И тут Лева (мы помним ощущение от этого места, но не в силах воспроизвести) делает некий стремительный, завинчивающийся логический переход, оттого что «что-то есть» в отношении Тютчева к Пушкину, к тому, что «что-то было» в этих отношениях. Что-то было такое, что-то имело под собой… был предмет этих отношений, между ними был сюжет, и что самое жгущее для Тютчева, Пушкиным не замеченный. Дальше Лева называет слово «дуэль» и долго и красиво ездит на нем от предложения к предложению, сшивает, как челнок в швейной машине… Мы хорошо запомнили это колебательное движение. Дуэль – дуэль, которой не было, – дуэль, которая была, – именно это и дуэль. Дуэль тайная, потому что никто, кроме одного из дуэлянтов, не знал о ней, – дуэль явная, в которой один из противников просто не заметил, что с ним стрелялись (мало ли было у него вызовов и дуэлей?).

И через тридцать с лишним лет, через двадцать пять лет после гибели Пушкина, Тютчев помнит, и ох как помнит! Не так уж много у него перекличек в стихах через тридцать лет – а тут цитата… И это уже дважды скрыто, трижды зарыто. Скрывается уже факт «Безумия», оно переписывается и переадресовывается Фету[9]… в тоне менее «задетом», более эпическом, умудренном и смиренном (усталом?):

«Иным», видите ли… «Пророчески-слепой»… Здесь наконец прорастает слово «пророк». Значит, уже согласен с тем, что «пророческий», но продолжает ревновать и ненавидеть саму природу явления – «инстинкт», которым не обладает. «И в темной глубине земной» с тютчевским же многоточием – это, чуть ли не из могилы, все еще «чует и слышит» Пушкин[10].

Этому четверостишию противопоставлены четыре строки, вялые и в себе неуверенные… И если первые четыре – о Пушкине, то им противопоставлен то ли Фет, то ли некий образ вообще «посвященного» поэта, включающий в себя и Тютчева. И что забавно, единственно, быть может, кто не противоречит идеалу поэта, выраженному в этих противопоставленных строках, так это тот же Пушкин. Тютчев кроет Пушкина Пушкиным же…[11]

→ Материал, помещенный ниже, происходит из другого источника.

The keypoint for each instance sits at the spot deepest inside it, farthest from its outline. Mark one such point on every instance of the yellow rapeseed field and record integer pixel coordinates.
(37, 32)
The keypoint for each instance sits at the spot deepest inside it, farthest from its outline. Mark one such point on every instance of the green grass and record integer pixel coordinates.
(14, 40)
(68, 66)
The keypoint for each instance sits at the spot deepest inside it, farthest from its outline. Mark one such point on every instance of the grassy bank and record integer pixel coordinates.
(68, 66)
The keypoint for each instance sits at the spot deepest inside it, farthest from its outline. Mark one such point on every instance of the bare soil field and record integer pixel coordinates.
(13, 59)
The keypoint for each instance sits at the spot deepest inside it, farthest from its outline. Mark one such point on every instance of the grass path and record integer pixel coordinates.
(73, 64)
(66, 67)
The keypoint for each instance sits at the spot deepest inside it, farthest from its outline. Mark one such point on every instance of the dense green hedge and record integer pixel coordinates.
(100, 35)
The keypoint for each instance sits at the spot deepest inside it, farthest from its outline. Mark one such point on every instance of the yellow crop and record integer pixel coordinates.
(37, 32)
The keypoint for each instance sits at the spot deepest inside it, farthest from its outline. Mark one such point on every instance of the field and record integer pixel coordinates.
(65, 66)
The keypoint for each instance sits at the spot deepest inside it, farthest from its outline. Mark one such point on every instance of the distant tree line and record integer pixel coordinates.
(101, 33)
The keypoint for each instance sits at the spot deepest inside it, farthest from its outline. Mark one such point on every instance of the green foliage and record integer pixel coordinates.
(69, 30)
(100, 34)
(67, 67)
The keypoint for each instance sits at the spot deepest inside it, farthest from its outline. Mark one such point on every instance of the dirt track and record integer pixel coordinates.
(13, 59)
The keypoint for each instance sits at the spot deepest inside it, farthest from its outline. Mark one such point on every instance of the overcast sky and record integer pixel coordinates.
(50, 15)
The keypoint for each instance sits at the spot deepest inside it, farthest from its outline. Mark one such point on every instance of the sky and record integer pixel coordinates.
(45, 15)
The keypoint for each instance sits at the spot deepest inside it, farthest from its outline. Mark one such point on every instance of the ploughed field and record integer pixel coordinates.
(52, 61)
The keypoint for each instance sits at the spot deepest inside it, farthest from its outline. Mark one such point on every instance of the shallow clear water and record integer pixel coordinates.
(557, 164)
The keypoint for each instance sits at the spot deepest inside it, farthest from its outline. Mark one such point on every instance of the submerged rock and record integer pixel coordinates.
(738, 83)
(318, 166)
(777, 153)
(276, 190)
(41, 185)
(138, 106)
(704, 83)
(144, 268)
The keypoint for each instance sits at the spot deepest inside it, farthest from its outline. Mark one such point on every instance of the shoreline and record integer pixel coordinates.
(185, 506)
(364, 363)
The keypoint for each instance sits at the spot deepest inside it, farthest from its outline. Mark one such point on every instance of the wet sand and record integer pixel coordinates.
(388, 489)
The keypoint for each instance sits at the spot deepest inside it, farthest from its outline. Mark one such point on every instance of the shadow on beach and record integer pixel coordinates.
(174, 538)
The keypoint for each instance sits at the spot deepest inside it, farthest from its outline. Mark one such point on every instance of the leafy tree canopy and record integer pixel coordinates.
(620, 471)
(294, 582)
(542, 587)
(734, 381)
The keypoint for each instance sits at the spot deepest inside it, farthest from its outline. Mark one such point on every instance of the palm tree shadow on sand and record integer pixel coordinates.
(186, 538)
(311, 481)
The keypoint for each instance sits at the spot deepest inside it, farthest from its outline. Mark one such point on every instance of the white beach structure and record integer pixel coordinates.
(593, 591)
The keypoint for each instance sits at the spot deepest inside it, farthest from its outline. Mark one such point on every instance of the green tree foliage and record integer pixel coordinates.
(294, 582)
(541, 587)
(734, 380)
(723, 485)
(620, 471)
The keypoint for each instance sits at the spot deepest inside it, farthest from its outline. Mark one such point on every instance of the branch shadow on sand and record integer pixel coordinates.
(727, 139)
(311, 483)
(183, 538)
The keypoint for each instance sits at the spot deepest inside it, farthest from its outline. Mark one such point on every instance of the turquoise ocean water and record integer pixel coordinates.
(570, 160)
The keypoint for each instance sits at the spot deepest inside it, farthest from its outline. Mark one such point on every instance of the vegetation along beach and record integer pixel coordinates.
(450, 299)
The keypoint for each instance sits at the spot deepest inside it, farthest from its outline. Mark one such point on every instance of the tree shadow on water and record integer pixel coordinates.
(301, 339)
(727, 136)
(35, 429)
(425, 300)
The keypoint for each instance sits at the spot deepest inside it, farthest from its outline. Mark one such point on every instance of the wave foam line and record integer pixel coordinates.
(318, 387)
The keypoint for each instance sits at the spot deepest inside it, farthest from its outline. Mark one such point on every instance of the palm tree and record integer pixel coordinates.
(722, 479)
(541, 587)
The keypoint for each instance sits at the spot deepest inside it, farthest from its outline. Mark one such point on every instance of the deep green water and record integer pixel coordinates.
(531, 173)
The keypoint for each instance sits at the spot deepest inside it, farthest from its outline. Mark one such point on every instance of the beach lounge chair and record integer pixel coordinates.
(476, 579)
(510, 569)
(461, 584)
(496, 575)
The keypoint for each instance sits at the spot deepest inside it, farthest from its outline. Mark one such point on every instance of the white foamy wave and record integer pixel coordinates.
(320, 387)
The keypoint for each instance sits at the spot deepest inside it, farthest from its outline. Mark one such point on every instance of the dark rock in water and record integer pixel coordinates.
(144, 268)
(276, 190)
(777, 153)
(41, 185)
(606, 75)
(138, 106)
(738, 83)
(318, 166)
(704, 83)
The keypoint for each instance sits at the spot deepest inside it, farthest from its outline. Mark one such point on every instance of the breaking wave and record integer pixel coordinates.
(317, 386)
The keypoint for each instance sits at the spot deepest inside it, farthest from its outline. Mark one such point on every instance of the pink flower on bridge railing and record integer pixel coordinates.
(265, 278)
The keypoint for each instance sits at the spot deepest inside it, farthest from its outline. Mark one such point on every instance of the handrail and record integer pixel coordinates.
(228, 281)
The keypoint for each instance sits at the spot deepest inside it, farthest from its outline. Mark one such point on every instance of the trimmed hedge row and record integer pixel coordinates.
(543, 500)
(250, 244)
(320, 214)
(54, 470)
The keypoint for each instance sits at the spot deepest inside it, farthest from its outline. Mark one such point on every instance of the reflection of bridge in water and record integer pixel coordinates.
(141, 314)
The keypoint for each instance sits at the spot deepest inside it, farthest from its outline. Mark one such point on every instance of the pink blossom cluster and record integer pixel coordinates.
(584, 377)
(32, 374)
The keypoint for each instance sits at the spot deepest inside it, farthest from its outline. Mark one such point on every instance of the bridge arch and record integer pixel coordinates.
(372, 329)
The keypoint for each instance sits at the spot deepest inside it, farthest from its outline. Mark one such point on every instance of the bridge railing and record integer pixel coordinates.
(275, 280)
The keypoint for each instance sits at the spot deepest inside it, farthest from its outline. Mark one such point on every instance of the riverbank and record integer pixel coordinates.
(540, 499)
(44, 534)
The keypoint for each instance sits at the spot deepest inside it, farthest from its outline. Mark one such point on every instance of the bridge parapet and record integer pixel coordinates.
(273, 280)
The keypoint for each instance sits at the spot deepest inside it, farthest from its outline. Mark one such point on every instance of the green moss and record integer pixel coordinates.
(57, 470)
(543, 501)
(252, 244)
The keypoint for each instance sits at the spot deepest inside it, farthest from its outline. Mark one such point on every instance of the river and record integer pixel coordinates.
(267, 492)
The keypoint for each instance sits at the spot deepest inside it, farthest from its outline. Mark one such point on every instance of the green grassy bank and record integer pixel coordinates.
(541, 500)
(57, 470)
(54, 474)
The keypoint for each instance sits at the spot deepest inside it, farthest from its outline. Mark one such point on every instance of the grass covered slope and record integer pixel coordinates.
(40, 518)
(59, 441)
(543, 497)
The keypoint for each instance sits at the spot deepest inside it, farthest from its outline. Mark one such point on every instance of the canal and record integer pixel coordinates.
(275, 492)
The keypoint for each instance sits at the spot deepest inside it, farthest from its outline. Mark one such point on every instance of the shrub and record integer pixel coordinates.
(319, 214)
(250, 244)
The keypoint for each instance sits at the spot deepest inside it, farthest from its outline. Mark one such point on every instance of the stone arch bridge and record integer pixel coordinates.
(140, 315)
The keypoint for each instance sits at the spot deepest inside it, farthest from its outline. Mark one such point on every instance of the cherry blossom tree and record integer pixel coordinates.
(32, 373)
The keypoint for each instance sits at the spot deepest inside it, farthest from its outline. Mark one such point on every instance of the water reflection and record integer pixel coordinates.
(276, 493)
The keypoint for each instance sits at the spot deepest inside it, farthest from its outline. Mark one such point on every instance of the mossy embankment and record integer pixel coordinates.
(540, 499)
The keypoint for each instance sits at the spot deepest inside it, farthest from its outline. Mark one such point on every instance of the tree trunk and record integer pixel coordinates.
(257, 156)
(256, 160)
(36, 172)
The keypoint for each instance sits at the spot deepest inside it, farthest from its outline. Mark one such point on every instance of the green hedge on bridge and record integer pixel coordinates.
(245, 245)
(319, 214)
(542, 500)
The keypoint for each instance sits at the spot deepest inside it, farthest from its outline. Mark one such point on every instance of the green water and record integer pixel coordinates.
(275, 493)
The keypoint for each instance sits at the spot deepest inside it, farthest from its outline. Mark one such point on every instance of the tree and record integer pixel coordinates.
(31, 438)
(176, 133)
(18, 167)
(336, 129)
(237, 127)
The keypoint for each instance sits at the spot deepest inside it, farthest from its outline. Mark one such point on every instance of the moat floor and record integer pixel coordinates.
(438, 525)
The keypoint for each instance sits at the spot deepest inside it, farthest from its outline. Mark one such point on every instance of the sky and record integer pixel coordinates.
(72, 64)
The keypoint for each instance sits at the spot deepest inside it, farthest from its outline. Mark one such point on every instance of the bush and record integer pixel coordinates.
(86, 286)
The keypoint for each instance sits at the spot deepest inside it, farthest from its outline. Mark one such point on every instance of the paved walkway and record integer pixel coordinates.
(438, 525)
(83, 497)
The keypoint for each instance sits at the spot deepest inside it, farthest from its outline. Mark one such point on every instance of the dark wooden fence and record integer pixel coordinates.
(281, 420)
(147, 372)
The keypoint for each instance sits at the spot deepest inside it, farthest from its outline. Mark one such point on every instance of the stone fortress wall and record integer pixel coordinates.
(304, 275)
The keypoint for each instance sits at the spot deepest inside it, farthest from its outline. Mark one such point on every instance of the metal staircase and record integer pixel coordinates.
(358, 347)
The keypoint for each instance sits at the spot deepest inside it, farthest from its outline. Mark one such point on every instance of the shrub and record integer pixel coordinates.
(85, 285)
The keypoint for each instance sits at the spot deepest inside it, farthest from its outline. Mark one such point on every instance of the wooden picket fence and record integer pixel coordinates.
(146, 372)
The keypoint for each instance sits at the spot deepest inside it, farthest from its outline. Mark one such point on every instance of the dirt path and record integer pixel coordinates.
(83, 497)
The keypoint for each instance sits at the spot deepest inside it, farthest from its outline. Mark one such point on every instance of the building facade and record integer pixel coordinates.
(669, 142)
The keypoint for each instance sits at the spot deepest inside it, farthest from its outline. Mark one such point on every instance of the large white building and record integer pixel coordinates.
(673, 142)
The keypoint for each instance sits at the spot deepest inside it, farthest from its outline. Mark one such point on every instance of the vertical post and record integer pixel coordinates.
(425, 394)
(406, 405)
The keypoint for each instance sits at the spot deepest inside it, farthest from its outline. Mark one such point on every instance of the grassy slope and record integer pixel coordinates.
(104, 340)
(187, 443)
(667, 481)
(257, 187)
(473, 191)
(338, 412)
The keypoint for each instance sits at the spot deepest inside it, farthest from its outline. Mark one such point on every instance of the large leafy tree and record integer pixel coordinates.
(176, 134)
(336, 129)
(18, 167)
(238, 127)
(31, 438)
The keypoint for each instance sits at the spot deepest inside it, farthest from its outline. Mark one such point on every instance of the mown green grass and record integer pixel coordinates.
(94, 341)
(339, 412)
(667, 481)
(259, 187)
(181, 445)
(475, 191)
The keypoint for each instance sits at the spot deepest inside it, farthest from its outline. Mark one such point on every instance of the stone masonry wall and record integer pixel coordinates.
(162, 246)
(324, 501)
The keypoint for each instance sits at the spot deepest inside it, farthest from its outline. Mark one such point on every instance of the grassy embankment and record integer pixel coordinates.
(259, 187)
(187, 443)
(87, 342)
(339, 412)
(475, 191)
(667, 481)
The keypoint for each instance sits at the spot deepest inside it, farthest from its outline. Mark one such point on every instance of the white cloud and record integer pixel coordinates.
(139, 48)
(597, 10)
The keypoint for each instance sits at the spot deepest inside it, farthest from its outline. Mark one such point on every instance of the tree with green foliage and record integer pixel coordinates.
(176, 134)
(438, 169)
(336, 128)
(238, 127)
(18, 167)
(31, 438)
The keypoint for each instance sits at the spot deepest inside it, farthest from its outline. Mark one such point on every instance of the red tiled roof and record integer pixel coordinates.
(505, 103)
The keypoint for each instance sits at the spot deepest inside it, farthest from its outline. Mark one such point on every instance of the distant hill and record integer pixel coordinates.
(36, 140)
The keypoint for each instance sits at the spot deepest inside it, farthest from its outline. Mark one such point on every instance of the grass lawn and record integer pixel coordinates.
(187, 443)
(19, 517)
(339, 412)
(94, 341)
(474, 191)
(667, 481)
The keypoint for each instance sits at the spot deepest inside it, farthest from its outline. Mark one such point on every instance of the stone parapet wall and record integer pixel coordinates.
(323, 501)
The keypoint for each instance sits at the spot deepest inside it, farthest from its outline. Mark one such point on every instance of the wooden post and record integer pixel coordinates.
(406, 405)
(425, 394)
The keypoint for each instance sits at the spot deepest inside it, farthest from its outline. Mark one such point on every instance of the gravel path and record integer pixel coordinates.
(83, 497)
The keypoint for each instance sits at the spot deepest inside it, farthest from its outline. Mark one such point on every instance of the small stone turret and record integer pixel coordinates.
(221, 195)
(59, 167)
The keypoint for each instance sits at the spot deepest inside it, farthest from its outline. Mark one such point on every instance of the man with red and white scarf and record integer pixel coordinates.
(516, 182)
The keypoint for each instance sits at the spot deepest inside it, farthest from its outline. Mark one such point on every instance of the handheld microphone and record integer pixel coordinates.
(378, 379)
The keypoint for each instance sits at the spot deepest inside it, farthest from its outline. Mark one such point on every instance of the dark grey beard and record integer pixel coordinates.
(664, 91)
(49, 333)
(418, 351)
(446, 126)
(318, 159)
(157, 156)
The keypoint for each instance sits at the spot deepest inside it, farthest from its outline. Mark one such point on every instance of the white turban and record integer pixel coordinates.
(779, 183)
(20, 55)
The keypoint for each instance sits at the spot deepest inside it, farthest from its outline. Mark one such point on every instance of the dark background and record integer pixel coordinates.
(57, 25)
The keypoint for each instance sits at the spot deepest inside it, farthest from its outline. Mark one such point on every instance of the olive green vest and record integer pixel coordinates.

Что же касается этих «водоискателей» (на которых ссылаются все исследователи), якобы послуживших прообразом для обоих стихотворений Тютчева, то что же в этих несчастных и ничтожных так лично, так конкретно, так дневниково задело Тютчева? такого мастера именно конкретной поэзии, так новаторски введшего именно конкретные детали личного, даже частного, подлинного (подленького?) опыта в свою поэзию? Чем они его обидели, водоискатели?.. «Водоискатели», следует заключение, та же тютчевская новаторская «ширма», которой отгораживается поэтическое переживание, выраженное необычайно отчетливо и конкретнот сюжета этого переживания.